Но Бивил уходил прочь, не оглядываясь на них. Впервые в жизни он оставил свой пост, чувствуя пылающую в голове необходимость просто пройтись и подумать обо всём. Если открыть глаза и просто посмотреть вокруг, что ещё он может увидеть, что раньше списывал на то, что честные взрослые люди знают, что они делают, и наверняка имеют на это полное право?

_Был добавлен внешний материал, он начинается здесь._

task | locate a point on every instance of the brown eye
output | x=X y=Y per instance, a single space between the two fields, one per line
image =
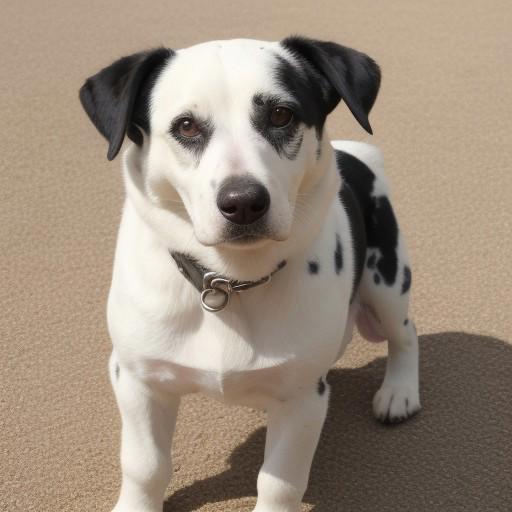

Он не простил полудроу или его подружку. Он не считал теперь, что они невинны и достойны безоговорочного доверия. Если он что и мог про них сказать, то напротив, заявил бы, что за ними необходим ещё более тщательный присмотр. Он перестал слепо доверять мнению взрослых людей, и не был уверен, что принятых ими мер в отношении парочки достаточно, чтобы должным образом сдерживать их. Сегодняшний день это более чем ясно показал. Но сейчас солдат был не в состоянии выполнять свои обязанности. В его голове разверзлась Бездна, все мысли перепутались, и он ни к чему больше не стремился, кроме как скорее попасть домой и рухнуть на постель, чтобы забыться блаженным сном и больше ни о чём этом не думать.